The story of Elizabeth Daly’s arrest sounds like an urban legend, except it actually happened.
Last April, a half-dozen plainclothes ABC agents swarmed the third-year College student’s car in the Barracks Road shopping center. They mistook the sparkling water she had bought for beer. Daly and her sorority sisters, unsure that the agents were legitimate, refused to open the car doors. One of the agents pulled a gun, and another tried to smash Daly’s car window with a flashlight. Daly panicked and drove off, grazing two agents in the process.
The incident seems farcical: the slapstick of the agents spinning off the car’s windshield as Daly sped away; the ludicrousness of the ABC thinking it needed six armed agents to handle some sorority girls buying LaCroix and cookie dough.
The ABC’s superhero complex, however, is less comedic when we show you Daly’s tear-stained mug shot. The 20-year–old spent a night in jail, charged with felony counts of assaulting law enforcement officers and eluding police.
Making jokes about LaCroix and the ABC’s incompetence is a natural response to a baffling incident like the Barracks Road encounter. But we must remember that Daly’s arrest was, first and foremost, a problem of justice — a clear example of a law enforcement agency overstepping its bounds.
The Virginia ABC has made several policy changes in response to the public outcry that followed the sparkling-water debacle. We are still waiting, however, on the ABC to release a review of the Daly incident completed by the state police. The agency should release the state police’s report promptly.
A two-page directive to all ABC law enforcement personnel, which The Daily Progress obtained last Thursday, requires that agents who point a weapon at someone or damage property complete a report documenting their actions. The document also instructs agents to wear an overgarment marked “ABC Special Agent” when conducting traffic stops or assisting police with violent incidents.
We are not wholly convinced that ABC agents should carry weapons at all, unless they are responding to an incident alongside local or state police. But the policy changes are still a step in the right direction. In fact, they are overdue. Wearing identifying clothing does not seem like too much of a burden for law enforcement agents. Two of the agents in the Daly incident were wearing T-shirts.

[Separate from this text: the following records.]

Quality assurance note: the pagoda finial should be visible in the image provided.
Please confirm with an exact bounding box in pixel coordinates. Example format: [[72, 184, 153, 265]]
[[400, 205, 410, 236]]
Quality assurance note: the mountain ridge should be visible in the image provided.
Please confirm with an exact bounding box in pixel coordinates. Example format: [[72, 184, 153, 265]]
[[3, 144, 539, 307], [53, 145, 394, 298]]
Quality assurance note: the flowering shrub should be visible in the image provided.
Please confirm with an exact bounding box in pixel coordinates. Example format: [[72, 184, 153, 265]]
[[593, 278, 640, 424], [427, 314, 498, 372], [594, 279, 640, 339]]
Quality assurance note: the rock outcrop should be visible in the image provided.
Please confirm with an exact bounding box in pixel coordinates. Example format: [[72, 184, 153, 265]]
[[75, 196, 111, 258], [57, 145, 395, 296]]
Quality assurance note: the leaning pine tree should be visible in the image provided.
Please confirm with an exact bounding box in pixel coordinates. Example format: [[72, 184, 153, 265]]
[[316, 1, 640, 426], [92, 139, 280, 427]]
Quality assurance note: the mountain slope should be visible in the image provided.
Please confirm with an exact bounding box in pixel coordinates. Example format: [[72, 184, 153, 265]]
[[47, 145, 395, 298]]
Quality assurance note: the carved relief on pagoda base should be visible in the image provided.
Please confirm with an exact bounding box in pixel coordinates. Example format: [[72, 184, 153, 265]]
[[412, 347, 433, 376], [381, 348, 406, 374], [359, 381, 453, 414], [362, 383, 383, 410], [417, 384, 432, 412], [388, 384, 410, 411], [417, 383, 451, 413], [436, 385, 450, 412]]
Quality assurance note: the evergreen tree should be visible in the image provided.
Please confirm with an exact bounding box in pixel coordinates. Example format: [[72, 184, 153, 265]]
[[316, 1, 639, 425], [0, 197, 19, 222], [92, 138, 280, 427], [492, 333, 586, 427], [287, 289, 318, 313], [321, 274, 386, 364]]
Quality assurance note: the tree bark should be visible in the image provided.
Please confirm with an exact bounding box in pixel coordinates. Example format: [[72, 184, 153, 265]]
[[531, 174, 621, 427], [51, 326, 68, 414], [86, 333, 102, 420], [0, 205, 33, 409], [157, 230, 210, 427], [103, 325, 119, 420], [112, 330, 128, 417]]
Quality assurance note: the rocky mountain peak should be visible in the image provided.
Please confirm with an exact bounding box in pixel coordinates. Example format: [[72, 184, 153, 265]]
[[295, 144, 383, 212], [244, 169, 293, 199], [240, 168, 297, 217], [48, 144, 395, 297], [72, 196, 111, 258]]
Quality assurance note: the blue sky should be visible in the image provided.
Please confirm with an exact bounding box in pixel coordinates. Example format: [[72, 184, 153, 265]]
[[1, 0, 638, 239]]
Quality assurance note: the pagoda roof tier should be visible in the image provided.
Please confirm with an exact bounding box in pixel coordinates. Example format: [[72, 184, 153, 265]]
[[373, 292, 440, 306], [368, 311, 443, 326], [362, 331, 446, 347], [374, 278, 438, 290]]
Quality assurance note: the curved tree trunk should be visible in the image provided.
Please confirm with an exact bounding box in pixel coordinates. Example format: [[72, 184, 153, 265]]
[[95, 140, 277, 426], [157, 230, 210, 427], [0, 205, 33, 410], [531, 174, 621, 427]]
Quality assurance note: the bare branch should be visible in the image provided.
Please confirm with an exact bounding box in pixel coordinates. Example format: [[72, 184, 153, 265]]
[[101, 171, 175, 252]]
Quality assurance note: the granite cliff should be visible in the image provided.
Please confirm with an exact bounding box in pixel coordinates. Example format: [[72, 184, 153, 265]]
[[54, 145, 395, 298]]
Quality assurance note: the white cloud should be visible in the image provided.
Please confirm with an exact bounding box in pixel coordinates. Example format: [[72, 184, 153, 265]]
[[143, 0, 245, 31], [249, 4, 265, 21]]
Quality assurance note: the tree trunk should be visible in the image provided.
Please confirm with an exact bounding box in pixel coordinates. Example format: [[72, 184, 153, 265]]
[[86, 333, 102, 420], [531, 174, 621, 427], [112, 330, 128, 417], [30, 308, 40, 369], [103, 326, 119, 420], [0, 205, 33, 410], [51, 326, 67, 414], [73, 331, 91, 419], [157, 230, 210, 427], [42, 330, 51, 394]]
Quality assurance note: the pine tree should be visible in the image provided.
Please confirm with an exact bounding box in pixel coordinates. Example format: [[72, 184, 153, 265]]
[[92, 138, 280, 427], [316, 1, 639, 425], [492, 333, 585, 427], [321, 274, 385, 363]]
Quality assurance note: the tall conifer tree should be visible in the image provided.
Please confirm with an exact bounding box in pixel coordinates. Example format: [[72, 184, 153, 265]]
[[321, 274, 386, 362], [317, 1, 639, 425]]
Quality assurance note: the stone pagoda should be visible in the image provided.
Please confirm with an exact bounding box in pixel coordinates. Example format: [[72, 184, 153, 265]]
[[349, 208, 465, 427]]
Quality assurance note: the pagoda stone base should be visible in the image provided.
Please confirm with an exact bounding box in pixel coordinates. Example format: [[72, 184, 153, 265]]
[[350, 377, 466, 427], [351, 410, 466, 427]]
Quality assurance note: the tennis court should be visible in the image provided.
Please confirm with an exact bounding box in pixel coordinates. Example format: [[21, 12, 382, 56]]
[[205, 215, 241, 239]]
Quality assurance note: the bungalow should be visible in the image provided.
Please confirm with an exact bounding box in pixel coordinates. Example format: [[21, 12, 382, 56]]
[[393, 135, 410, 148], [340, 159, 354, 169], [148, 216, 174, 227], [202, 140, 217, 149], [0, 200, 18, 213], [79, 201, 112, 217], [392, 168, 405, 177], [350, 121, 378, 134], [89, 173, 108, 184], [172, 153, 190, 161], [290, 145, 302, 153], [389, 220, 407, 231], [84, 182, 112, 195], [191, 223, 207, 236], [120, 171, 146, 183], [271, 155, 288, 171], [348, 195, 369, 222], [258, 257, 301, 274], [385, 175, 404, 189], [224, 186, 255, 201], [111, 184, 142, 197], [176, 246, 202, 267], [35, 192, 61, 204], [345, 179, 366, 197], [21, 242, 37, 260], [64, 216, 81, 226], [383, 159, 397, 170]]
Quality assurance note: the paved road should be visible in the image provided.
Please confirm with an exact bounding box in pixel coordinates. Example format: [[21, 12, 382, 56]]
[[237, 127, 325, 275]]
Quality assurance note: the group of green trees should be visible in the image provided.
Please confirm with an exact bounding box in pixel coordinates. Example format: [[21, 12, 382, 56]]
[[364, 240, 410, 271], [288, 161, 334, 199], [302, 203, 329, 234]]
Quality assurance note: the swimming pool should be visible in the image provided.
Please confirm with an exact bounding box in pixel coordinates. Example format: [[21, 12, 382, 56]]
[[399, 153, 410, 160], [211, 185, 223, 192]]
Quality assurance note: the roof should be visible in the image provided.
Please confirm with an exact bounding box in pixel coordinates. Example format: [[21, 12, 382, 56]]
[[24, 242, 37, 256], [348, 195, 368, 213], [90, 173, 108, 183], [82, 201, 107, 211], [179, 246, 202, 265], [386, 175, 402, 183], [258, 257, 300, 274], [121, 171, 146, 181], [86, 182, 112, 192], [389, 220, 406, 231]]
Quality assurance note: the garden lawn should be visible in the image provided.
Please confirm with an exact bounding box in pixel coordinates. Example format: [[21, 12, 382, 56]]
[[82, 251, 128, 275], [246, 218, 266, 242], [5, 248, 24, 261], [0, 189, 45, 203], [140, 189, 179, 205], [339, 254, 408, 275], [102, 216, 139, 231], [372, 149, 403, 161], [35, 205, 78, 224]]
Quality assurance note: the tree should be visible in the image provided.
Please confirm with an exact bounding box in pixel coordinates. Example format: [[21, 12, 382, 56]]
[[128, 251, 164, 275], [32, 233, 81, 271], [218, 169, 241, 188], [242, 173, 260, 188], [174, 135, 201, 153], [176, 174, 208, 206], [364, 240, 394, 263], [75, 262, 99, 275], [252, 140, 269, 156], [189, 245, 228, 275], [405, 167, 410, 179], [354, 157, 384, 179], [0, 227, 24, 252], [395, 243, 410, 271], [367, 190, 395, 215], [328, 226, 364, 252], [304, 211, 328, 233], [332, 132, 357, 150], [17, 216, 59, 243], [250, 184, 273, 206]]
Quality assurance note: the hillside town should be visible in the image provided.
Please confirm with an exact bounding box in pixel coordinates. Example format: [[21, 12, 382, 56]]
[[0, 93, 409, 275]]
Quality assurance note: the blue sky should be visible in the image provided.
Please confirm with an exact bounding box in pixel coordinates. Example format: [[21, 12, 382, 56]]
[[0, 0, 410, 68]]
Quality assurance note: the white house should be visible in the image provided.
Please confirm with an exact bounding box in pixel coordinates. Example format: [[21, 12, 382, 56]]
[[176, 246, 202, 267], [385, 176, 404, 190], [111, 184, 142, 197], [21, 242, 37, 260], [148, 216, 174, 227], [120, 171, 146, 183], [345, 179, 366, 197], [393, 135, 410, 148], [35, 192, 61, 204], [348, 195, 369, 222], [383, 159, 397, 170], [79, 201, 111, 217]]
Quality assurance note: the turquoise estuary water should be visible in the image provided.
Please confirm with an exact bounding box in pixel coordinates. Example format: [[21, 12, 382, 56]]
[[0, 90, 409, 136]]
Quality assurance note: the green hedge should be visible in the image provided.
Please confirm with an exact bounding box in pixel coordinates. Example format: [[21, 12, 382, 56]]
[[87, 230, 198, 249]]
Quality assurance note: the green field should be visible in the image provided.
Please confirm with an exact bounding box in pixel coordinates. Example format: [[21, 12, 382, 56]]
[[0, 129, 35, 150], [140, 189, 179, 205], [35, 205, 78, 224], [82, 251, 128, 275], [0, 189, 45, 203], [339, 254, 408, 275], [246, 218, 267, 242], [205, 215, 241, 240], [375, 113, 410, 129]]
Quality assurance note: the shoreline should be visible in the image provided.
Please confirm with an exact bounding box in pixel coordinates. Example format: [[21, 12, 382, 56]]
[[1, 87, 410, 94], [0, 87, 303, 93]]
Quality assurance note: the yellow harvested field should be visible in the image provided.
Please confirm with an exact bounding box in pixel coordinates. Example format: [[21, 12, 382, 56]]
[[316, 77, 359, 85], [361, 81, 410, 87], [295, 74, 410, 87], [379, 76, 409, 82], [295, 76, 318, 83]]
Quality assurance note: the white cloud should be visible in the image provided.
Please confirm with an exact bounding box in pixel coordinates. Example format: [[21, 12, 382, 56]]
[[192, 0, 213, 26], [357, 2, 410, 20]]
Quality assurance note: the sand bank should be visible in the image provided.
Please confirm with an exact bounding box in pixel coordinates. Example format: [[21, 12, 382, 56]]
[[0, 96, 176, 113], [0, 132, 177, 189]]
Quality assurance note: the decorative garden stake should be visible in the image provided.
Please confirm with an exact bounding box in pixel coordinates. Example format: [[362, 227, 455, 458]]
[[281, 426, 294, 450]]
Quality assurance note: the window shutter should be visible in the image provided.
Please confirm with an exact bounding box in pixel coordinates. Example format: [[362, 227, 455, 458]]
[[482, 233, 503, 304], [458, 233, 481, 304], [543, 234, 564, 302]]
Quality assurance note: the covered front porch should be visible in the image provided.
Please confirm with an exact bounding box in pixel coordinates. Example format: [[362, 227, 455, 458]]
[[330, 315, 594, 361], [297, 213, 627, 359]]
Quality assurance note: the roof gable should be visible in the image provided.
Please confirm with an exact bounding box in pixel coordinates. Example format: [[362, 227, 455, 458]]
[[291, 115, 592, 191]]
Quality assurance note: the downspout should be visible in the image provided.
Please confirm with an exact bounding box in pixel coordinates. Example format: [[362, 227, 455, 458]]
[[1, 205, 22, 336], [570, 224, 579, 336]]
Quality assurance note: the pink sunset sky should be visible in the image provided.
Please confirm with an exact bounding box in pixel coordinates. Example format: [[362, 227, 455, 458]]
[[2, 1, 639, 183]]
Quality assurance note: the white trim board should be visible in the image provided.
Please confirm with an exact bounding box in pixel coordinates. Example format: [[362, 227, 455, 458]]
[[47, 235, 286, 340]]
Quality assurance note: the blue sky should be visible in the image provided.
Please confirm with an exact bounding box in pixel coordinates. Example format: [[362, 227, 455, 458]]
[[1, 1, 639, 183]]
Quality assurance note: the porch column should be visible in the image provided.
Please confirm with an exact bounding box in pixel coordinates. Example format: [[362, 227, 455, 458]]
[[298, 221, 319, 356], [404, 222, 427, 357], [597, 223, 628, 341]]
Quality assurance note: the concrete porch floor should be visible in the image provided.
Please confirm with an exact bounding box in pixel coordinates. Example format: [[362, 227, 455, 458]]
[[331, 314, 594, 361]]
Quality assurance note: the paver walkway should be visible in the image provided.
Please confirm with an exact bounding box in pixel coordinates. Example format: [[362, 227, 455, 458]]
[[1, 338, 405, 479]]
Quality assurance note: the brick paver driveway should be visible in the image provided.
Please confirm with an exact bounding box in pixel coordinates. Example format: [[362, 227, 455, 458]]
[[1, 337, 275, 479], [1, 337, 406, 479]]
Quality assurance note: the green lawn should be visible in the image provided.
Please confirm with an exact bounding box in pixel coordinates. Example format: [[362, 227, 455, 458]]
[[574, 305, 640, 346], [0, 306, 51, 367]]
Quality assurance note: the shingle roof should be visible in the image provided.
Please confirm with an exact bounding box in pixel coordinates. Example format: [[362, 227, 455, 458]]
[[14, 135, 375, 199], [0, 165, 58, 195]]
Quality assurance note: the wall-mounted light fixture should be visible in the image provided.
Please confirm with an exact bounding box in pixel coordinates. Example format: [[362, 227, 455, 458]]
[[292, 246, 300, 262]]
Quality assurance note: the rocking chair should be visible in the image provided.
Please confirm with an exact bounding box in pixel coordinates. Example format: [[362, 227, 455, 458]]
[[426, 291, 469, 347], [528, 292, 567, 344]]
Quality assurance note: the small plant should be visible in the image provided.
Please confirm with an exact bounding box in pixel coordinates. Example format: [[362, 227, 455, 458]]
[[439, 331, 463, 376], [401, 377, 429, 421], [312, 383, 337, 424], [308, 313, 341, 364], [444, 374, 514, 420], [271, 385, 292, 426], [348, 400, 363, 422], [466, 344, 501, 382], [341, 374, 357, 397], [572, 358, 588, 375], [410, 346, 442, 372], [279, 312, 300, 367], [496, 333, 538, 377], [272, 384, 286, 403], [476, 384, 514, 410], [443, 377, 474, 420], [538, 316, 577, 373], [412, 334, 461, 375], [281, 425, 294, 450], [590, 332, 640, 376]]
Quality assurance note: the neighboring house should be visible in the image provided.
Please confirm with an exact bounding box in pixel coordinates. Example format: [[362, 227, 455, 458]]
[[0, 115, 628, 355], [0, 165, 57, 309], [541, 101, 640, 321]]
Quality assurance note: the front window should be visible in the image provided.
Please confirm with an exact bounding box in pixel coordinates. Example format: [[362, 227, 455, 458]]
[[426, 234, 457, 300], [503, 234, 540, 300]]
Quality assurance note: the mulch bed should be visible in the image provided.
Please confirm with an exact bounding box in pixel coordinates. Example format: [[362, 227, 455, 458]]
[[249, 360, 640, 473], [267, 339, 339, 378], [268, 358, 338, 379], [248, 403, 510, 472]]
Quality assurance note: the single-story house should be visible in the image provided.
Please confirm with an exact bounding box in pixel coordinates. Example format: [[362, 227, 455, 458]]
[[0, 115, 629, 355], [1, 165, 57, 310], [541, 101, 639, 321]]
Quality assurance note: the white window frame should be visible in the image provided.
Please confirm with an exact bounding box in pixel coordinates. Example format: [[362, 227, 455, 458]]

The ABC, however, has yet to release the report state police compiled on the Daly incident. It should do so promptly. The public still does not quite understand how or why ABC agents thought that what they did in the Barracks Road shopping center was acceptable behavior.
An audio recording of a 911 call by one of the girls in Daly’s car gives us a hint of the blind self-assurance that the ABC agents demonstrated that day. The first minute or so of the two-minute call is punctuated by screams as the girls panic inside the car. After Daly pulls over, the caller hands the phone to an ABC agent on the 911 dispatcher’s request.
The agent’s account of the incident is: “everybody’s showing badges and everything, and as soon as we got in front of them they pulled off and tried to run over people.” Saying that Daly “tried” to run someone over — imputing that intention to her — might not have been what the agent meant to convey. Nonetheless, his take on the encounter tells us something of the distorted viewpoint through which the ABC seems to regard its mission.
The Daly incident remains perplexing — and it’s too serious to laugh off. We hope the state police’s review of the case was thorough enough to uncover what went so wrong in the ABC. The public deserves to know more about the attitudes that drove ABC agents to arrest a 20-year-old girl who had never consumed alcohol. Deficient policies are always worth addressing. But it’s the palpability of the ABC’s power-blind self-justification that was most troubling about Daly’s arrest.